The Crazy Thing I Did
First things first, because I’m sure a you are on the edge of your seat! I signed up to be an independent Epicure consultant!
If you don’t know what epicure is, check it out! They are no longer a dip company. I have been to two Epicure cooking classes in the last year, and each time I come away feeling inspired to eat clean and wanting a lot of their products! This is why I signed up. They have a program called Good Food. Real Results. It is a 90 day clean eating program and it costs over $200. I am one of those people enjoys trying different things, and I like to jump in with both feet! After about a year and a half of eating processed crap much more than I would like to admit, I am ready to focus on my personal health.
When I say personal health, the best change I can make is to eat more healthfully. But I am soooo sick of veggies, the preparation time, meal planning and grocery shopping. It feels like work now, sometimes I wish I could take a nutrient shake three times a day and be done with it! Now I can totally relate to my Mom, when I was a teenager I remember her being so annoyed by deciding what have for supper, making it and grocery shopping. I used to think jeez… I can’t wait to do my own groceries, and cook whatever I want! That lasted about well 5 years of living on my own, now I am desperate to eat good food real fast!
Epicure to the rescue! They promise to teach you how to make a healthy delicious meal in 20 minutes or less! This may turn into a bit of a food blog because I plan to keep documenting my progress with Epicure here, just a forewarning.
Life Feels Easier Every Day
Maybe it was the bike ride I did last night but I really feel great today! My mood has caused me to reflect on the past few months so see how things are different.
Sleep is my best friend!
I haven’t used an alarm to wake up in 6 months! Before you make fun of me, because I don’t have a job or kids to be up for; I have a standing commitment to meet my bestie and her babes for a walk at 8:25 am. These morning walks have come to be a staple in my life. I often used to sleep in and be late or miss them all together. Now I’m up and ready to roll with Georgia usually before 8:25am! After getting a solid 8 hours of sleep! Yep thats right 8 hours, am I bragging, a little. For years trying to fit in a job, exercise, healthy eating, family and social relationships I was lucky to get 7 hours. I go to bed now sleep, wake up feeling rested and start my day!
All that rest has translated into more energy. It took a long time, I slept for an average of 10 hours a night for the first three months of not working. I would even have naps too, looking back on it sleep was so soothing then. My free time would be spent playing games on the iPad or watching tv, or playing video games on the X box. This made me even lazier! But it had the advantage of keeping my mind occupied, without actually having to do anything. Over time I turned this energy into projects around the house. This probably happened way faster from my partner guilting me, not on purpose, but what I believe was out of worry and fear for me. He probably knows me better than I like to admit!
I came to love DIY
I have always wanted to be that DIY person, I love the channel and all the shows on home improvement. About a year ago now I had convinced my partner to renovate our bedroom and put in a walk in closet. This project along with many others had been just sitting around waiting….for what I don’t know! I changed out light switches, outlets, replaced the ceiling fans in the living room, a chandelier in the front hall, and put a new light in our bedroom. We bought and I learned, with the help of family how to lay down laminate flooring. I did the baseboard and the the trim in the bedroom, I even made the built-ins in the walk in closet. All of these things gave me so much self confidence and pleasure. I loved looking at my hard work, and loved showing it off even more!

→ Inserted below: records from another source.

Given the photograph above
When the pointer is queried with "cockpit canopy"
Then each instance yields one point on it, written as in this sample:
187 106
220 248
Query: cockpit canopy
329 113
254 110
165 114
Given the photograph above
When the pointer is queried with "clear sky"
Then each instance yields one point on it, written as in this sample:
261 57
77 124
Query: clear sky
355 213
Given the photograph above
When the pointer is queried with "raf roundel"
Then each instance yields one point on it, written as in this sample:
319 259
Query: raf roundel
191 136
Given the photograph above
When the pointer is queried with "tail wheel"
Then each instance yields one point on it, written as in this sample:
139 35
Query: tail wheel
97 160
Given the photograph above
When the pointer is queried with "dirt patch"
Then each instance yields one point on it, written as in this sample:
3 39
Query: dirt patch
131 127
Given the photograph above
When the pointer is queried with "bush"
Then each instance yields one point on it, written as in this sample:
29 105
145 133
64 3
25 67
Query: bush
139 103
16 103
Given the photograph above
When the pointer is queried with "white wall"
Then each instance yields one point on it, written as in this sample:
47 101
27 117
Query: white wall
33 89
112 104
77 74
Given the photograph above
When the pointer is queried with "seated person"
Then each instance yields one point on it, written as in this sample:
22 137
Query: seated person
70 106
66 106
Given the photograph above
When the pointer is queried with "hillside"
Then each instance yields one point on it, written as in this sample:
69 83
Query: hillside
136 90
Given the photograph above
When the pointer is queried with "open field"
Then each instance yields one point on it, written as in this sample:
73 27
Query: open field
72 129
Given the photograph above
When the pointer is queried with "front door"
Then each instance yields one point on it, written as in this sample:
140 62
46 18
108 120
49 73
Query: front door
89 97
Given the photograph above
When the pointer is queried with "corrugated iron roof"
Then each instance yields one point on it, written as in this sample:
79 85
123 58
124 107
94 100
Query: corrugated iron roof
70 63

Patience is key to renovations, which I learned. By not putting expectations on myself I felt I was able to accomplish more. When I had a job I always felt strapped for time, this caused me to become anxious and hurried all of the time. If I try to hurry I make mistakes left right and centre, which in turn causes me to become more excited and anxious. When I slowed down and focused only on the task at hand, something amazing happened! I felt more relaxed, I accomplished more work, of a greater quality and was excited to do it the next day. Then I realized this is called being present! I was present for snippets of the day, and it wasn’t chemically induced!
Living day by day serves me now
Listening to my body helps me live day by day. For example if I feel tired I shouldn’t do painting because I’m going to make mistakes and get frustrated. Ignoring my body and feelings had become a necessary survival skill that was no longer needed. Sometimes when you don’t want to be around people you shouldn’t be! It has happened to me before, I would go out with my running group and end up frustrated an crying. This makes people compelled to help, but they can’t. Then I would feel like a whiner and even worse than I had before. I guess this is part of the reason I stopped running, it was no longer making me happy. That realization in itself was huge! It had nothing to do with my running group, and everything to do with me.
Do I have any regrets? Nope, not a one! Everyday I wake up and feel thankful for my life, and that I don’t have to go to work at my old job. I’m not scared or worried, and I’m not counting the days until I get old and can stop working. I went for my first Wednesday night ride with the cycling club, and it was hard, but very rewarding. I have missed the running group dearly so I’m happy to try a new sport and join a group of likeminded people to do it with.
Have a wonderful day and thanks for reading!